Top dentists in the UK say there should be a sugar tax on milkshakes due to the large amounts of added sugar.
They add that the unhealthy high levels of sugar far outweigh the nutritional benefits of milk, particularly for kids.
Those in Westminster responsible for the upcoming sugar tax have seemingly overlooked the fact that sweet milk-based drinks are just as sugary as the fizzy drinks and dentists at he Faculty of General Dental Practice (FGDP(UK)) suggests the exemption for those beverages containing 75% of milk is a mistake.
Many sugary milkshakes are at least 90% milk, with a 300-500ml bottle containing at least the nine teaspoons of sugar found in a 330ml can of cola.
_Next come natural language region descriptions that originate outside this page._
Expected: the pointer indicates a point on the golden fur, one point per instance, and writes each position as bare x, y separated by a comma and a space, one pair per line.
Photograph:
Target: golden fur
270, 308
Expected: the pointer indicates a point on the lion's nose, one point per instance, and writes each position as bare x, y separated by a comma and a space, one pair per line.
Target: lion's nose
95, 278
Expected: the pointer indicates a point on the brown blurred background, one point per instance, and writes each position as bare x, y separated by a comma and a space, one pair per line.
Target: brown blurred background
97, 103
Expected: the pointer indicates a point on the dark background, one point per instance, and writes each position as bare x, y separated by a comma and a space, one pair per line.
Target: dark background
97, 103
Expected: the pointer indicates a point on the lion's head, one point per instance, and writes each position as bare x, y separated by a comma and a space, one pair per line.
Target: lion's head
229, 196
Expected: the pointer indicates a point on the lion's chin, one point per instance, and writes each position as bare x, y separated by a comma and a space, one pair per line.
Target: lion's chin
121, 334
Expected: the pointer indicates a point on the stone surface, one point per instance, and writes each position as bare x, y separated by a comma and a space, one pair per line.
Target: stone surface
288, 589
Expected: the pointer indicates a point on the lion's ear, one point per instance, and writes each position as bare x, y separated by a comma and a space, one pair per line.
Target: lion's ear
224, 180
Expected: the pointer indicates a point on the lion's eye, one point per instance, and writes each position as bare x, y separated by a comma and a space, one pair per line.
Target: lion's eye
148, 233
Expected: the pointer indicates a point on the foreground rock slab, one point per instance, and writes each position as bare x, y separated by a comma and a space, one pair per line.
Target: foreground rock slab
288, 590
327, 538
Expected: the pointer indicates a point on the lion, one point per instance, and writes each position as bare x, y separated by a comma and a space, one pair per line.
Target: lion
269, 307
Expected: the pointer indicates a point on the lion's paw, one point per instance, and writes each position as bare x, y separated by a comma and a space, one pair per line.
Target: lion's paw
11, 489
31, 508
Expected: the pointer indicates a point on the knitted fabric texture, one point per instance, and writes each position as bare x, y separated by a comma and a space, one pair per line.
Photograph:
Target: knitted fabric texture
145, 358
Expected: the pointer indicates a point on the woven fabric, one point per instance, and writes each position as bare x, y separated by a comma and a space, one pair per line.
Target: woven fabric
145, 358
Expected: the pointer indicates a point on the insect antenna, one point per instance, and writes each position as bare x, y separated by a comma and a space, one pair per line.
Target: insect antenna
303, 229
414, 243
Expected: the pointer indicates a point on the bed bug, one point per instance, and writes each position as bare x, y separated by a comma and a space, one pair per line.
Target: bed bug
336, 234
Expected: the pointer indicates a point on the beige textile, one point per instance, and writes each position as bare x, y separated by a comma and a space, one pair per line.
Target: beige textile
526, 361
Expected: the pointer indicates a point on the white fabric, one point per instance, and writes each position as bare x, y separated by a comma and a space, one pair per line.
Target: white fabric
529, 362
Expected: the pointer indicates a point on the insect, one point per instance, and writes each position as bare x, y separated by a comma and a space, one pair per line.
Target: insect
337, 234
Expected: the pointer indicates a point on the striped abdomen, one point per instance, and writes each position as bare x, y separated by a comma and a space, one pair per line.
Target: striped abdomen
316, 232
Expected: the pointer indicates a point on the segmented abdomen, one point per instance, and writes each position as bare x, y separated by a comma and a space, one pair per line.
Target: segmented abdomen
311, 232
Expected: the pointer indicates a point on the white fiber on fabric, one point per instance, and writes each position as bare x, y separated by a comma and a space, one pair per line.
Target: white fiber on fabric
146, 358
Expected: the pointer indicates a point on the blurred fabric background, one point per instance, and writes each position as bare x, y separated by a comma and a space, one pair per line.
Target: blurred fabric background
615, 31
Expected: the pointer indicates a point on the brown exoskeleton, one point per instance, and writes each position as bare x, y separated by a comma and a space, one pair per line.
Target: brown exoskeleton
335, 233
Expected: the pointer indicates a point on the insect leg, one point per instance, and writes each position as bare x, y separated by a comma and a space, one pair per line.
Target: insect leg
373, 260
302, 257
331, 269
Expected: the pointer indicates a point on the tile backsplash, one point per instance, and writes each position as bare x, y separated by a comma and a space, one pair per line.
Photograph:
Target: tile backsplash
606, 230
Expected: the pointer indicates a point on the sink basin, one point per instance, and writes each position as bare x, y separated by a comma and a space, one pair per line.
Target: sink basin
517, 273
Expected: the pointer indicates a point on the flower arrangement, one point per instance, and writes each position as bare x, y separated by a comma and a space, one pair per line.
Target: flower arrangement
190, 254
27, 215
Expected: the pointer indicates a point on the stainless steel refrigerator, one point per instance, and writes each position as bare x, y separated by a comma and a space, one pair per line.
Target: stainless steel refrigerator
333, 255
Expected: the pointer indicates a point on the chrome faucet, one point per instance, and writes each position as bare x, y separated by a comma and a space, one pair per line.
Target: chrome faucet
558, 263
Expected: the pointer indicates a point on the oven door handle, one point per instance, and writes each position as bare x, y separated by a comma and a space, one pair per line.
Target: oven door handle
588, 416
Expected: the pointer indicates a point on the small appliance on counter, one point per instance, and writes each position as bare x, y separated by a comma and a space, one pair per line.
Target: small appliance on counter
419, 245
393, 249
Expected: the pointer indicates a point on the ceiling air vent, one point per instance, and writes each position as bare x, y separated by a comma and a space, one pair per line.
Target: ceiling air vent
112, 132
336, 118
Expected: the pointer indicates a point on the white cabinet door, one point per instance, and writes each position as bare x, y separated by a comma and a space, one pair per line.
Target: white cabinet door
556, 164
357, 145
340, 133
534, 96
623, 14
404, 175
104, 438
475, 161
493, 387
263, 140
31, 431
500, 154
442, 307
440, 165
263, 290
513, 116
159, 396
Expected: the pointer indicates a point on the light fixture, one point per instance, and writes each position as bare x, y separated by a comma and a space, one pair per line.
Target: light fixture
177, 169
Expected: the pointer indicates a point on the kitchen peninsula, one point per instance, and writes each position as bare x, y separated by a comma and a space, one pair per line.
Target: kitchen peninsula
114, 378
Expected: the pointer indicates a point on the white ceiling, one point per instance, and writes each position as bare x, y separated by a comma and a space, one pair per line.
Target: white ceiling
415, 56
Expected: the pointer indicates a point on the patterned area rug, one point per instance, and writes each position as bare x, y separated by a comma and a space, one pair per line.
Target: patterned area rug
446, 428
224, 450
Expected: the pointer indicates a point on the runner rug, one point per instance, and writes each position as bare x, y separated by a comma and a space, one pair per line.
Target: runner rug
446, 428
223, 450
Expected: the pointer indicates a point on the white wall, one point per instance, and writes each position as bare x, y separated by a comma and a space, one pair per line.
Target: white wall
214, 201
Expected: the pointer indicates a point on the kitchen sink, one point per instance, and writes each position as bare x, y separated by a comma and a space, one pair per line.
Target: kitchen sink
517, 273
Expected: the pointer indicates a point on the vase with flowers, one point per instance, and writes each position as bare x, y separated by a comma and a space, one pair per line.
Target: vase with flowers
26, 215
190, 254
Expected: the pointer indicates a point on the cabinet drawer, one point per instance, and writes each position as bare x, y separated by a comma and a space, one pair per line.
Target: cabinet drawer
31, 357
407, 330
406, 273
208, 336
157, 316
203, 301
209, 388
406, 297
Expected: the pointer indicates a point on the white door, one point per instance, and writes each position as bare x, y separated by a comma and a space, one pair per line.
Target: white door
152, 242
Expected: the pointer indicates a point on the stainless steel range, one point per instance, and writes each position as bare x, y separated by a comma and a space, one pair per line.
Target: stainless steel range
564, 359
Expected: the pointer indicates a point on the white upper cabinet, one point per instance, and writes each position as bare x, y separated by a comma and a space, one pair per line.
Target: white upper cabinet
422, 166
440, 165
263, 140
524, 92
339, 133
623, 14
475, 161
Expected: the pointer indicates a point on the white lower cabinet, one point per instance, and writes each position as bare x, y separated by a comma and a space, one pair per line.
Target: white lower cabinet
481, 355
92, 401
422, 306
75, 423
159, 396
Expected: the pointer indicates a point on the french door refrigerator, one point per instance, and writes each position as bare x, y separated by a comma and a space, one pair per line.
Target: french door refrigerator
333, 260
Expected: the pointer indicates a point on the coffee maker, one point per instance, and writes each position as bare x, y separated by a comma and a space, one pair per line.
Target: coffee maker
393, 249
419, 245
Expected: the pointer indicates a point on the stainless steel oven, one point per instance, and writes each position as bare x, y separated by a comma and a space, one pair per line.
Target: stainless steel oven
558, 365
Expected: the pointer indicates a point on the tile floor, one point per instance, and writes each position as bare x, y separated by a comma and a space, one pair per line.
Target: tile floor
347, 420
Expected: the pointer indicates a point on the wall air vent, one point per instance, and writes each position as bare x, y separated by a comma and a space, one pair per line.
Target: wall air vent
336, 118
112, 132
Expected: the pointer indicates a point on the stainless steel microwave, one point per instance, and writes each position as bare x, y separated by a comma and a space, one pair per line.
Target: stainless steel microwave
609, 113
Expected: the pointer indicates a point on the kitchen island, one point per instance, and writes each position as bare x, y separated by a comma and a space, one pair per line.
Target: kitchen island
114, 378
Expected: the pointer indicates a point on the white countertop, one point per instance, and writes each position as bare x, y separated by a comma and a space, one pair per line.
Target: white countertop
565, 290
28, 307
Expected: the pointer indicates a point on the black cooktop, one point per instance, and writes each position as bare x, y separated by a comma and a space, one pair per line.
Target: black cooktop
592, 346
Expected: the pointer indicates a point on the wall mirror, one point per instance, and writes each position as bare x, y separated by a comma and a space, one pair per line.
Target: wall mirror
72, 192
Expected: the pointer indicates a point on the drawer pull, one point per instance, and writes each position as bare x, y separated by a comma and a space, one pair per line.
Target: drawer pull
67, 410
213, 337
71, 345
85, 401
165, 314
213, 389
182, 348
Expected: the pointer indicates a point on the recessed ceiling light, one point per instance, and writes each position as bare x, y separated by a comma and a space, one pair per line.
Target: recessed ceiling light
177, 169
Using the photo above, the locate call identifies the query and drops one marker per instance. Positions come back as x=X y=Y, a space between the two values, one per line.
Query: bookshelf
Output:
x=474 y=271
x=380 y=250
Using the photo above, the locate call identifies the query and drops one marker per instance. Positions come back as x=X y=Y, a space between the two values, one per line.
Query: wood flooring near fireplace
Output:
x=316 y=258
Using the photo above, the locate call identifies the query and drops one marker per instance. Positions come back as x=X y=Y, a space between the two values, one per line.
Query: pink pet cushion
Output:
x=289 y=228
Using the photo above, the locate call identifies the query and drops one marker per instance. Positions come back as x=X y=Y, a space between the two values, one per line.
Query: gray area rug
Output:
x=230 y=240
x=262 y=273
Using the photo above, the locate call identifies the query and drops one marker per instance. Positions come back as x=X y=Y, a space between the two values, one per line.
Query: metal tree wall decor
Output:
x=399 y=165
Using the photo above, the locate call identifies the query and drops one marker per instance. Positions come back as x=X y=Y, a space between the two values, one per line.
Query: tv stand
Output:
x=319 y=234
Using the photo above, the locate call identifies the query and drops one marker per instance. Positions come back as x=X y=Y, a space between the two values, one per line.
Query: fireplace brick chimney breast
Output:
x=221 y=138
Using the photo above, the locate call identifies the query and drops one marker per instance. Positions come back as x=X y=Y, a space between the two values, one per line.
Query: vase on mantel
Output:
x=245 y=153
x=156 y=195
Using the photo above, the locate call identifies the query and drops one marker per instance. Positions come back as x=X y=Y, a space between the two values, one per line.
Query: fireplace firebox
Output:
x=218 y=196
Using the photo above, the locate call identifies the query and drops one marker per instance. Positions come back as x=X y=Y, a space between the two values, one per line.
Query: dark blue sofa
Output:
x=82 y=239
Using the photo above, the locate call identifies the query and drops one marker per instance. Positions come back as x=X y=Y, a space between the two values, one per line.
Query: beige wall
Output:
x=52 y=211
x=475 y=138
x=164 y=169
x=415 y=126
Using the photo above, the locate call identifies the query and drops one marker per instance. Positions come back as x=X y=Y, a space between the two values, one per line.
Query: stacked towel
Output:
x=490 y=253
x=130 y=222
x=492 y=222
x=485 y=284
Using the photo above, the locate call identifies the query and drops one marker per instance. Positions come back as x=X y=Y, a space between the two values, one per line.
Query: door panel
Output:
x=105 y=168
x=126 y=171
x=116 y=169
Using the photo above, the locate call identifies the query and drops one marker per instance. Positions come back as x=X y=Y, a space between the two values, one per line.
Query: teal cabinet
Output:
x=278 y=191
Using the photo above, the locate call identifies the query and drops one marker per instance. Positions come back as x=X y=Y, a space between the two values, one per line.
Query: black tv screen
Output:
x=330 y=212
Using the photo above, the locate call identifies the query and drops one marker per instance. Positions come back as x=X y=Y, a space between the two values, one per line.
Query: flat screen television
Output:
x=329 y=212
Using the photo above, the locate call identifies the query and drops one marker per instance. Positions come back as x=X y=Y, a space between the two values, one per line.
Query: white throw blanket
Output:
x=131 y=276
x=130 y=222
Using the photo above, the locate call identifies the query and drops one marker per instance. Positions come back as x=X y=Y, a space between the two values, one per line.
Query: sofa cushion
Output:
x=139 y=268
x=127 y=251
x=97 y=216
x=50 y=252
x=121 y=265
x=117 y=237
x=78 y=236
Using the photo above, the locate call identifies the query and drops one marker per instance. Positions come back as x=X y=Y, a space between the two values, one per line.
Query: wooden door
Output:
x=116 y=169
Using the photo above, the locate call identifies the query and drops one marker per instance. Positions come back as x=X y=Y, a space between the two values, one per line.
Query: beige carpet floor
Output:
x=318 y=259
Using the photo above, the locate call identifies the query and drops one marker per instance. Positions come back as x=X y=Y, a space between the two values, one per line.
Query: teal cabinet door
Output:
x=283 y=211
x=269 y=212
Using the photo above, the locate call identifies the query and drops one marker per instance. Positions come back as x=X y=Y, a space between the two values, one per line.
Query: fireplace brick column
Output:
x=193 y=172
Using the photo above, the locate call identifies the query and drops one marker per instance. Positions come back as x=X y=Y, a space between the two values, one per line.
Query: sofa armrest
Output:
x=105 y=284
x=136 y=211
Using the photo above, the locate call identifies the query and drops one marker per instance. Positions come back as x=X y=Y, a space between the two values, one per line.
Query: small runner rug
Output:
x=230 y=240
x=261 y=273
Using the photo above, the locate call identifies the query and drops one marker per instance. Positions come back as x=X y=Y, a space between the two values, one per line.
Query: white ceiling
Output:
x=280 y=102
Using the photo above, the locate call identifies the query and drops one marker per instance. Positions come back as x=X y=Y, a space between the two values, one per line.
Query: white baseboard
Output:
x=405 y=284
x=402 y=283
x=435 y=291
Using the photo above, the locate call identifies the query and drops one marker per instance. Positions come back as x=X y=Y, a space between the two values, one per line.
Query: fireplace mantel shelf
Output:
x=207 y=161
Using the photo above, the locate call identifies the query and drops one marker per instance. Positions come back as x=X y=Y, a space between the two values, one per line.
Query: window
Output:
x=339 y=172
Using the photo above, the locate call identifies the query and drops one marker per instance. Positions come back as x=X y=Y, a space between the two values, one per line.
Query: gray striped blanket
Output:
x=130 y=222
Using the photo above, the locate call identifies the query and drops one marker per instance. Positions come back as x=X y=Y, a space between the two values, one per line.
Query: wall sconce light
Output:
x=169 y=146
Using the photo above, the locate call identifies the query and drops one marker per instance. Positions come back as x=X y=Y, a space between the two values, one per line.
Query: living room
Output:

Sometimes, they can contain more than 15 teaspoons of sugar – over twice the recommended maximum total sugar intake of 24g a day for 7 to 10 year olds, and three times the 19g a day maximum recommended for 4 to 6 year olds.
Drinks bosses are to be charged 18p per litre for drinks with total sugar content above 5 grams per 100ml, and 24p per litre for those above 8 grams per 100ml.
Now dentists want that threshold raised in view of the fact that drinks are now children’s biggest dietary source of sugar and with the hope that parents will look for alternative, healthier options.